THE CALCULUS OF VARIATIONS

LA GRANGE (LAGRANGE), JOSEPH LOUIS. - MAXIMA AND MINIMA.

Sur les Courbes Tautochrones. (and ) Nouvelles Réflexions sur les Tautochrones.

(Berlin, Haude et Spener, 1767 and Berlin, Ch. Fr. Voss, 1774). 4to. Without wrappers as issued in "Mémoires de l'Academie Royale des Sciences et Belles Lettres" Tome XXI, pp. 364-380 and " Nouveau Mémoires...", pp. 97-122.
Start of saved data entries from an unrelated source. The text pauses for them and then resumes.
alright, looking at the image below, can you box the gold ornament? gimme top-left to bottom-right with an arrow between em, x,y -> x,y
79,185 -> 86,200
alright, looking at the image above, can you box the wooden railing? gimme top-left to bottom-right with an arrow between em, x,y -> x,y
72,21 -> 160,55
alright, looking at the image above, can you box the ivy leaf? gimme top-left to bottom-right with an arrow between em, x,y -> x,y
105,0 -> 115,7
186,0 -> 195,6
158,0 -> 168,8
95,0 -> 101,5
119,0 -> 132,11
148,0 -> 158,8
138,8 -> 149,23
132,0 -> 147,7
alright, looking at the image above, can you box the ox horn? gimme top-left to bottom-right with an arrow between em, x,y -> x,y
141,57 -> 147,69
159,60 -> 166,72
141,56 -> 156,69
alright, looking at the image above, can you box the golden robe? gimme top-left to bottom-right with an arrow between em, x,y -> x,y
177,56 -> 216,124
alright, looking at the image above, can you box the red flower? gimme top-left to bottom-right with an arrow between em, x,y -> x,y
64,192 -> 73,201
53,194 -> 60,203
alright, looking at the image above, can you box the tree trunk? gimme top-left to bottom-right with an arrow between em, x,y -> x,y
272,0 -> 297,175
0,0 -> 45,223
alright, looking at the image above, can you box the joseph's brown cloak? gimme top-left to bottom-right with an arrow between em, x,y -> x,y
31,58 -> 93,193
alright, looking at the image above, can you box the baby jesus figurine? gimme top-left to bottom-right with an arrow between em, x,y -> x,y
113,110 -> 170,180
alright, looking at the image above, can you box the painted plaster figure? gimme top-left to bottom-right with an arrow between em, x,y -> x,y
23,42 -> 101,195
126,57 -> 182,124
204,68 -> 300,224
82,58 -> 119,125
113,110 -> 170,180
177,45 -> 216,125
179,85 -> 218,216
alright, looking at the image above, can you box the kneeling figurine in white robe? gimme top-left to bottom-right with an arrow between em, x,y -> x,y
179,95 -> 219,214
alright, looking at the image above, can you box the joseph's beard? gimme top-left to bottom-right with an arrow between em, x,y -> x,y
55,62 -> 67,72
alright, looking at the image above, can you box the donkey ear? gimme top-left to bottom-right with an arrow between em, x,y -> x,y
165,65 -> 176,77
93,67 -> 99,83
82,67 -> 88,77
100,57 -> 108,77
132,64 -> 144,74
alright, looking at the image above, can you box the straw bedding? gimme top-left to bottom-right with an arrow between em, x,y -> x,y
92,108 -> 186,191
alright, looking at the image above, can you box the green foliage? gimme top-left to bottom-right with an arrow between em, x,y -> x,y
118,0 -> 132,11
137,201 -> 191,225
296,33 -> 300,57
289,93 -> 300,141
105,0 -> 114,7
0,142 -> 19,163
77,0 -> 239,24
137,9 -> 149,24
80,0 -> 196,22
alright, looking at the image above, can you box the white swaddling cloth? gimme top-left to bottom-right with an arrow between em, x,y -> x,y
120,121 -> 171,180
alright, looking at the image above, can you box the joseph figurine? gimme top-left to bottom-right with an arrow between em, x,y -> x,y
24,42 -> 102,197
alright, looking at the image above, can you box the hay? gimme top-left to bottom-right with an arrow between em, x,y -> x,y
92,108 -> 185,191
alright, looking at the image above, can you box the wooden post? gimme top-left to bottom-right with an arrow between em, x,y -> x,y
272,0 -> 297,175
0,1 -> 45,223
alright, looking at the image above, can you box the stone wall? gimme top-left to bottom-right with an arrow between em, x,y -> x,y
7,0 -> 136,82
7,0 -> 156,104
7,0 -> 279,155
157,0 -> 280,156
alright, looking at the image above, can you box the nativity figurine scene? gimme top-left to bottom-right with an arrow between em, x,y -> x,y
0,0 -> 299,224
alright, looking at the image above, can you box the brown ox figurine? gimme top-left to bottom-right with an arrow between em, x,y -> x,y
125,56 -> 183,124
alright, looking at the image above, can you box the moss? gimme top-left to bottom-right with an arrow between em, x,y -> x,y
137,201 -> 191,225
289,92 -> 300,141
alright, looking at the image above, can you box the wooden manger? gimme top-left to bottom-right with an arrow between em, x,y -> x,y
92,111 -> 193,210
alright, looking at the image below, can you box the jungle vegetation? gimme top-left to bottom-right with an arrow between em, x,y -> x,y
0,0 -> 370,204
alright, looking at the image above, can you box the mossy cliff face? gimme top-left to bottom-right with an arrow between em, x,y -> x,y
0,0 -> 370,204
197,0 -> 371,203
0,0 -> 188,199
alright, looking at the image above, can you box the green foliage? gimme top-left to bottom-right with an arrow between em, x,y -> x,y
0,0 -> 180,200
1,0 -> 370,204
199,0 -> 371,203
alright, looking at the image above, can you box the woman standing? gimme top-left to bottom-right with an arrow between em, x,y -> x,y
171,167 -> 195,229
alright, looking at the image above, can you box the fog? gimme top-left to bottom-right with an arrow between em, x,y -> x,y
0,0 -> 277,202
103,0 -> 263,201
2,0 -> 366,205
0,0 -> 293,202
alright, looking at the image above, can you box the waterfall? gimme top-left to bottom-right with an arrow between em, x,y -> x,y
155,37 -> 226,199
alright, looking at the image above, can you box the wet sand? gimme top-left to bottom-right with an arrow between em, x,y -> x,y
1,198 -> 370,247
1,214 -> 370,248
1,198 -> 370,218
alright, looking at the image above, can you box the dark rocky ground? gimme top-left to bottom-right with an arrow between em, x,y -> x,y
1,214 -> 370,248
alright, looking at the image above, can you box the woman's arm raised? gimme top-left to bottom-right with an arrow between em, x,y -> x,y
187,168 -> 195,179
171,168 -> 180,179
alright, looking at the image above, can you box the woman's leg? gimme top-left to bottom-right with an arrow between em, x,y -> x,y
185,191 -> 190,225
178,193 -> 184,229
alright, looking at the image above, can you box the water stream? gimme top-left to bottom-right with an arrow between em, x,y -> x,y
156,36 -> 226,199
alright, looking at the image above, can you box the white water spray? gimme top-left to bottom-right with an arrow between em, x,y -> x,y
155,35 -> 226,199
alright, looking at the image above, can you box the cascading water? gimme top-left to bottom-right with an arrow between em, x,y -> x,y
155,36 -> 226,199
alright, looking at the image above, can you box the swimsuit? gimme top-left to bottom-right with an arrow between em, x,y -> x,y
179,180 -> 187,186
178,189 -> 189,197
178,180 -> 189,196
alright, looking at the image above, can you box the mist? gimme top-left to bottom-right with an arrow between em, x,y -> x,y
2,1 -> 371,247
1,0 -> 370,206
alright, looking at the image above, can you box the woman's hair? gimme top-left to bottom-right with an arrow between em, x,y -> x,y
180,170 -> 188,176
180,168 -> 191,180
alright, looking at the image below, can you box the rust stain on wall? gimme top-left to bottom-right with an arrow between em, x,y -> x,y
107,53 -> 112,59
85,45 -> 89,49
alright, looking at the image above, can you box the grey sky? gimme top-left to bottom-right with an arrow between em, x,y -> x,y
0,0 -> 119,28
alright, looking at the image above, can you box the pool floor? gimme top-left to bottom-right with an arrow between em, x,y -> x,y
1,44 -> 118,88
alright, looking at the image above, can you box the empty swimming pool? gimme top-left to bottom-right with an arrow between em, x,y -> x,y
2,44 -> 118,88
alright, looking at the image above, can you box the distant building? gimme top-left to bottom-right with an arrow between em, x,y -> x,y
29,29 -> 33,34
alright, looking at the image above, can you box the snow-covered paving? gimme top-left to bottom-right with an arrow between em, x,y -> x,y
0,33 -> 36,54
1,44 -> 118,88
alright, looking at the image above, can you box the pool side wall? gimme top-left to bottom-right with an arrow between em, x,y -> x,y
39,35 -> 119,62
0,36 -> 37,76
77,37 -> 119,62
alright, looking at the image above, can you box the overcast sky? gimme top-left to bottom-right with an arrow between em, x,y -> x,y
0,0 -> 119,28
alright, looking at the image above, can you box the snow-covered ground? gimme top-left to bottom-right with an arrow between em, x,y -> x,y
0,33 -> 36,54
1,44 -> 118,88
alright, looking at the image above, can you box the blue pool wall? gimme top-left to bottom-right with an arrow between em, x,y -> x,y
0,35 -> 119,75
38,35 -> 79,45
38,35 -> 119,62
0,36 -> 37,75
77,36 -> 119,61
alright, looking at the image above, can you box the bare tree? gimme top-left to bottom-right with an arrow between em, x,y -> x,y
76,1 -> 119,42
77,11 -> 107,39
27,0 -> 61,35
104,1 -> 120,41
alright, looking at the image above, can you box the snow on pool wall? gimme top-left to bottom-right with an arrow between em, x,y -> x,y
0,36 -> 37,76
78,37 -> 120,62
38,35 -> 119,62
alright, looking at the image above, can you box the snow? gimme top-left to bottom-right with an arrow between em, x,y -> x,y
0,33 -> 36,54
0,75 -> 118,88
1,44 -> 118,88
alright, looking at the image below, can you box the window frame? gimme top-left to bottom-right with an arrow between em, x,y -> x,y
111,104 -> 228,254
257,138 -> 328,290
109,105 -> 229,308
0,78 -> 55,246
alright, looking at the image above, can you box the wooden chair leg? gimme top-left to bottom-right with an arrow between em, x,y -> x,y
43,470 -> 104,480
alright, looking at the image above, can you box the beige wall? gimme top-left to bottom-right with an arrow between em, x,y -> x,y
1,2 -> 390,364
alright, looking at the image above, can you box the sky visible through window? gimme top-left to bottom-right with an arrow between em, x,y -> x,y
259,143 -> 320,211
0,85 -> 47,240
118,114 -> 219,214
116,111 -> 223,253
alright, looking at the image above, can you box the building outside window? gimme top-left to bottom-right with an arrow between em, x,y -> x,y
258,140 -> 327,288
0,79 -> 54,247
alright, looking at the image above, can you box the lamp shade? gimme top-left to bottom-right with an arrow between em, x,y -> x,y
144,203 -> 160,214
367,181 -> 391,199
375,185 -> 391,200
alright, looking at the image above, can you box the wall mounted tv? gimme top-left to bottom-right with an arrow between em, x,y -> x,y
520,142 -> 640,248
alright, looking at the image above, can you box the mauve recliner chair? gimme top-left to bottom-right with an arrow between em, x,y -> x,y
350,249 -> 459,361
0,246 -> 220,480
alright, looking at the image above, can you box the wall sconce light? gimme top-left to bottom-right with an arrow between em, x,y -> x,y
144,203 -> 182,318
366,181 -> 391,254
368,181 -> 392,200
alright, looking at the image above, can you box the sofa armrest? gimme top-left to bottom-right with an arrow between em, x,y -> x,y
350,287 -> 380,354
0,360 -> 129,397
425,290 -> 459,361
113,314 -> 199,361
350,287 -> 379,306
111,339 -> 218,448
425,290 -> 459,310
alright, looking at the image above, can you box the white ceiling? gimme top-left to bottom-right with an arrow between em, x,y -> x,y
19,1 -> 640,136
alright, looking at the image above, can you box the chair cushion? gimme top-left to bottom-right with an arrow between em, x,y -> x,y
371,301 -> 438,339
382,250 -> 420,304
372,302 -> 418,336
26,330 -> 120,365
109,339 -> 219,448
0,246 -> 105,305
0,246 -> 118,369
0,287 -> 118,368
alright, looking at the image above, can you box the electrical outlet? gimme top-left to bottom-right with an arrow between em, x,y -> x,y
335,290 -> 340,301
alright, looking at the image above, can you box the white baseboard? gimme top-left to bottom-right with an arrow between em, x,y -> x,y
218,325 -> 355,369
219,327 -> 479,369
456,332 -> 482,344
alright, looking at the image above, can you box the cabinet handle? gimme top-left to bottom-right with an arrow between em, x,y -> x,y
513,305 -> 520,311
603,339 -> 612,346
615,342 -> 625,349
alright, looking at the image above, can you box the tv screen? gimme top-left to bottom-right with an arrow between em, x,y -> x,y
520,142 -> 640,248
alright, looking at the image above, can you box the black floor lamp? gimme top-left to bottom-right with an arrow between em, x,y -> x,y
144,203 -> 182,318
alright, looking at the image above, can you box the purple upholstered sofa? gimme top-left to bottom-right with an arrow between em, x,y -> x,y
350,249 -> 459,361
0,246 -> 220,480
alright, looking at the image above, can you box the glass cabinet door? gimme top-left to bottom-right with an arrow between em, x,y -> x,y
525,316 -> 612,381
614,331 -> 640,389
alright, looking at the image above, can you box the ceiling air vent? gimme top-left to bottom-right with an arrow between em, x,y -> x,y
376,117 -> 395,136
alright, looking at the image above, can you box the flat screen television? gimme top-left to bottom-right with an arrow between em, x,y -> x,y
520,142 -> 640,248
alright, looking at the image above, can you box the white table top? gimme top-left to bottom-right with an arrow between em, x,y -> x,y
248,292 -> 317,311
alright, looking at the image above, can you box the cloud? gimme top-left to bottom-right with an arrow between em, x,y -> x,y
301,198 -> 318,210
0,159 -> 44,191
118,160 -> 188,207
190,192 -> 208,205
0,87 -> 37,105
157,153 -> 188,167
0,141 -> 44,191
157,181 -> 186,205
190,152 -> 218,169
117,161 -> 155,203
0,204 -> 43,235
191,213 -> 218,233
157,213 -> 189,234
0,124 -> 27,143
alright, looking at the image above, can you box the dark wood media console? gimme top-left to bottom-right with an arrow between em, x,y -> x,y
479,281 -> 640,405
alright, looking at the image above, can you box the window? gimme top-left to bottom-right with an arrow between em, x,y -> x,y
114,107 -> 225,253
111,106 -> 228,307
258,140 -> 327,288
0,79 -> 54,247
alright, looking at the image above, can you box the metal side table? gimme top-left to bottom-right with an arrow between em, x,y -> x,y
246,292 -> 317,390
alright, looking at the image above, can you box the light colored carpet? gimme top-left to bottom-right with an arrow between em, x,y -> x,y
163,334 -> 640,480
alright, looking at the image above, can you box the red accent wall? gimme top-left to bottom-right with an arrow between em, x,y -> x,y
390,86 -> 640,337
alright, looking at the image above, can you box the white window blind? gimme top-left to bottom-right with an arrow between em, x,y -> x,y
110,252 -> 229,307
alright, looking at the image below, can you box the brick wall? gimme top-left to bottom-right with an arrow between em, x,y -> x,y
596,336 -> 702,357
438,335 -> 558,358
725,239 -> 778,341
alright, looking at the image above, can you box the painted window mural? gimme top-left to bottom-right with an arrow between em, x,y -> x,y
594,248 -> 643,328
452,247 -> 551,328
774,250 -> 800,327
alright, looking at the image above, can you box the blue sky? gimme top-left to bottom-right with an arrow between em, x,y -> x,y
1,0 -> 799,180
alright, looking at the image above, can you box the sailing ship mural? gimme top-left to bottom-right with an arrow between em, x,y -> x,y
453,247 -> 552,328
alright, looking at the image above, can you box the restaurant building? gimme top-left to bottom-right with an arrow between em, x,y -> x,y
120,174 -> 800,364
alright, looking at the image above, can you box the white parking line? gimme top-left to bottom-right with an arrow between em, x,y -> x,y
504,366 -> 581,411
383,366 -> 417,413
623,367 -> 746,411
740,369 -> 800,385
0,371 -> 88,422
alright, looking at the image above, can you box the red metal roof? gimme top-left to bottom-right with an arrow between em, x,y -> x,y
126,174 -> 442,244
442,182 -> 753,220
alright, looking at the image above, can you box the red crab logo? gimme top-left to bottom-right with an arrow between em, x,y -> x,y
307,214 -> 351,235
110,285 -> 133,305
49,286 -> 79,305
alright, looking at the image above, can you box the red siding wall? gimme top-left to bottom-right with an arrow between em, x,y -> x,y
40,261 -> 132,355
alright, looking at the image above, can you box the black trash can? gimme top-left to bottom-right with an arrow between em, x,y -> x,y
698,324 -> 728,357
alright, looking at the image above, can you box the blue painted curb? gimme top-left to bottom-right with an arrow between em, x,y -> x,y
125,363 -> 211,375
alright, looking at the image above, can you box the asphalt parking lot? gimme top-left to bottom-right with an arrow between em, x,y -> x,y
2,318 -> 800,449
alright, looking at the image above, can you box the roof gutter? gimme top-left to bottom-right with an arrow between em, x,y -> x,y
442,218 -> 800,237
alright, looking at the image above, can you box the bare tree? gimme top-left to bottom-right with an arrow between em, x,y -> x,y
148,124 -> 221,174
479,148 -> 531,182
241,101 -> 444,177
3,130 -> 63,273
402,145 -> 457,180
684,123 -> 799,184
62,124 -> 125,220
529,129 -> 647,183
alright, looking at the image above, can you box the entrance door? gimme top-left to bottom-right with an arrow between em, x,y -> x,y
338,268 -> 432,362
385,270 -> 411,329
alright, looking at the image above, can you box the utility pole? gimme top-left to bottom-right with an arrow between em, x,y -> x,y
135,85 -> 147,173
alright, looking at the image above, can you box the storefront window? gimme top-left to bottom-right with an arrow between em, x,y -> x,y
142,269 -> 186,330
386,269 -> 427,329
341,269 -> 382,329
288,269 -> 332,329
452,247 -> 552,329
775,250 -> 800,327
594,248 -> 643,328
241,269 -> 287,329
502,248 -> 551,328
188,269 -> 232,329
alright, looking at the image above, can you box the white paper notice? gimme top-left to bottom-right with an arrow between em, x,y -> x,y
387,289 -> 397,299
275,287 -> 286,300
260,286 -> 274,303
Both first edition in the journal form. Huygens proved Geometrically in 1659 that the tautochrone was a cycloid curve. This solution was later used to attack the problem of the Brachistochrone curve. Jacob Bernoulli solved the problem by using calculus in a paper from 1690, which for the first time used the term 'integral'. Both Lagrange and Euler loked for an analytical solution to the problem. Lagrange, in the papers offered here, developed a formal calculus based on the analogy between Newton's theorem and the successive differentiations of the product of two functions. He also communicated this to Eule in a letter written in Latin slightly before the Italian publication. In a letter to D'Alembert in 1769 Lagrange confirmed that this method of maxima and minima was the first fruit of his studies - he was only 19 when he divised it - and that he regarded it as his best work.
A paper by Leonhard Euler:¨Éclaircissement plus détailles sur La generation et Propagation du Son et sur la Formation de L'Echo" Berlin Academy Royale 1767" in first edition withbound.